Currently, the most commonly used screening tool for the diagnosis of overweight/obesity in children is the pBMI for age. However, this rate is unable to provide information on fat distribution, a limitation that has been largely missed (31). A good marker of obesity indicative of central body fat distribution is WC. In fact, it has been recently considered as an important ‘vital sign' in clinical practice (18). To date, the published research has been focused on the establishment of waist to height cut-off points for abdominal obesity measurement in different populations (namely Turkish, Korean, Polish, and Chinese children and adolescents) (32-34), none of them in the Mediterranean area. Likewise, some other studies aimed at the development of WC, WHR, and waist to height reference curves and percentiles (35,36). However, WHR seems to be a poor predictor of abdominal obesity in children since this ratio is highly dependent on age (15). In our study, WC was selected since it contributes more strongly to the variation in BMI according to gender and age (37). As expected, the calculated cut-off values of WC, for both males and females, increased with age. Furthermore, it is important to note that the high AUCs obtained by the ROC curve analysis indicate a high sensitivity and specificity for obesity discrimination in children using BMI according to different diagnostic criteria.

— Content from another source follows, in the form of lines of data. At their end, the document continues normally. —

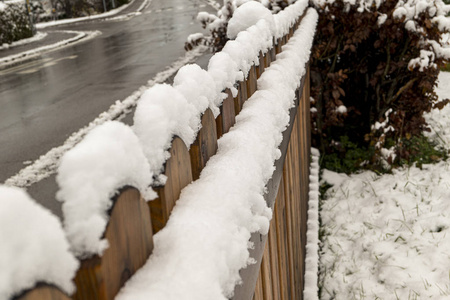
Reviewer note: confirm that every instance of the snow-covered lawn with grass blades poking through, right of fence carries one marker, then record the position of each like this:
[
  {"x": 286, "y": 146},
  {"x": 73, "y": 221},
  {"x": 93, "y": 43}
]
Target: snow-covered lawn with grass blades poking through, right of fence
[{"x": 385, "y": 237}]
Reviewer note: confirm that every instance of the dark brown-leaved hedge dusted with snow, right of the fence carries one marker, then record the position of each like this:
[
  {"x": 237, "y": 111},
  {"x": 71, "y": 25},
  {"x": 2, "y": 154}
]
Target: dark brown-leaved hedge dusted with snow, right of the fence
[{"x": 375, "y": 57}]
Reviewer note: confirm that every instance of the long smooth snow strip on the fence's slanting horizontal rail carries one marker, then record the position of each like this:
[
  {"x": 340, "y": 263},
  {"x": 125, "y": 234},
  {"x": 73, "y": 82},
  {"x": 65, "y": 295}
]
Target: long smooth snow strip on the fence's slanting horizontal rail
[{"x": 199, "y": 253}]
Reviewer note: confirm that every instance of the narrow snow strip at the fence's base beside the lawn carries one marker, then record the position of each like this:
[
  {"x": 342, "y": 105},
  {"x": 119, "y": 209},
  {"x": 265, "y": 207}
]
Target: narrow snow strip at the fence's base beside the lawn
[{"x": 312, "y": 235}]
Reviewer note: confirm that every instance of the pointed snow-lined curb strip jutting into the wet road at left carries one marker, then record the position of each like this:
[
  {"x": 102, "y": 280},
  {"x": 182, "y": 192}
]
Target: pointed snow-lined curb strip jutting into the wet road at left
[{"x": 80, "y": 35}]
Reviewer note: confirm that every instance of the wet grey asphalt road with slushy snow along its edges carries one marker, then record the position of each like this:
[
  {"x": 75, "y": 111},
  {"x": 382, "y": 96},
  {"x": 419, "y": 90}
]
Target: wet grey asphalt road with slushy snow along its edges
[{"x": 44, "y": 101}]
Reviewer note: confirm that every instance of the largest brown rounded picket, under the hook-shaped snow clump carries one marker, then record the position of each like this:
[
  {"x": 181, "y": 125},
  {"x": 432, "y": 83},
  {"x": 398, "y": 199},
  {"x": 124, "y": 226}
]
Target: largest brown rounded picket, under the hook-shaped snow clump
[{"x": 130, "y": 238}]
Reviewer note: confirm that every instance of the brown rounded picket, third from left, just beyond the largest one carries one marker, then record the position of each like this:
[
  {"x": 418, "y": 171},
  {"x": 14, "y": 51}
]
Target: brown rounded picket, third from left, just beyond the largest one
[{"x": 179, "y": 174}]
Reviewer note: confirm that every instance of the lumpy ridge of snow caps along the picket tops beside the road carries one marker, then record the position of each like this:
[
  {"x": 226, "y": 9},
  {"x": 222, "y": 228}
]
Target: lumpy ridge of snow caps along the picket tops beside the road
[{"x": 113, "y": 156}]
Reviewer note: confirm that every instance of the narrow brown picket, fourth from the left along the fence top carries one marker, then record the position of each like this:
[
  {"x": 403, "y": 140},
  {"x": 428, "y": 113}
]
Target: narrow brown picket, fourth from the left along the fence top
[{"x": 205, "y": 144}]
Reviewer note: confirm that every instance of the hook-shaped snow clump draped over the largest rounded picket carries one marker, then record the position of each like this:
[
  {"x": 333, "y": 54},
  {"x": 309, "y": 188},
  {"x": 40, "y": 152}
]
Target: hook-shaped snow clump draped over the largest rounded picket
[{"x": 90, "y": 174}]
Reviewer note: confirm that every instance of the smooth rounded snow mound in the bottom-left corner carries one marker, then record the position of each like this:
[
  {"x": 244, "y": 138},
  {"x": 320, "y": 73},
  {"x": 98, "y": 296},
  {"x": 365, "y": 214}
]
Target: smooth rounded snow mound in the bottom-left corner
[{"x": 33, "y": 246}]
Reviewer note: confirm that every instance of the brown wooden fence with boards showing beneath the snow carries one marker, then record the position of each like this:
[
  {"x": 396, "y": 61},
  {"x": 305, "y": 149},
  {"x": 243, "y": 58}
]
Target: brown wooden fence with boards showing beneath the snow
[{"x": 280, "y": 255}]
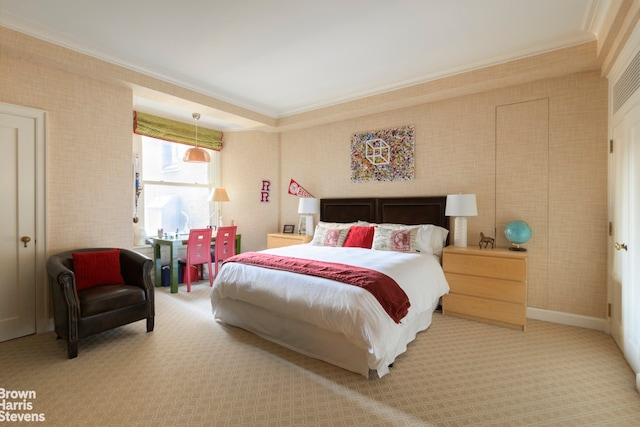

Finally, it should be highlighted that the obtained results indicate that WC measurement is not only an easy-to-apply, low-cost, and fast method but also of interest in clinical practice due to its potential use in the evaluation of central adiposity in children. The main strengths of our study are that similar studies have not been previously performed in a Spanish children population, and that the measurements and anthropometric data were collected by accredited anthropometrists (level I and II, ISAK). Furthermore, the rather large sample size (n = 8,241) provides more reliable results with great precision and power. However, the study also shows some limitations. For example, more precise methodologies should be used (such as Dual X-ray Absorptiometry (DEXA) or doubly labeled water) to analyze the percentage of body fat.
CONCLUSIONS
The results of this study demonstrate that the proposed gender- and age-specific cut-off values of WC represent a single and simple methodology with potential applications not only in both community and clinical practice but also in research studies as a prognostic index for abdominal obesity in Spain.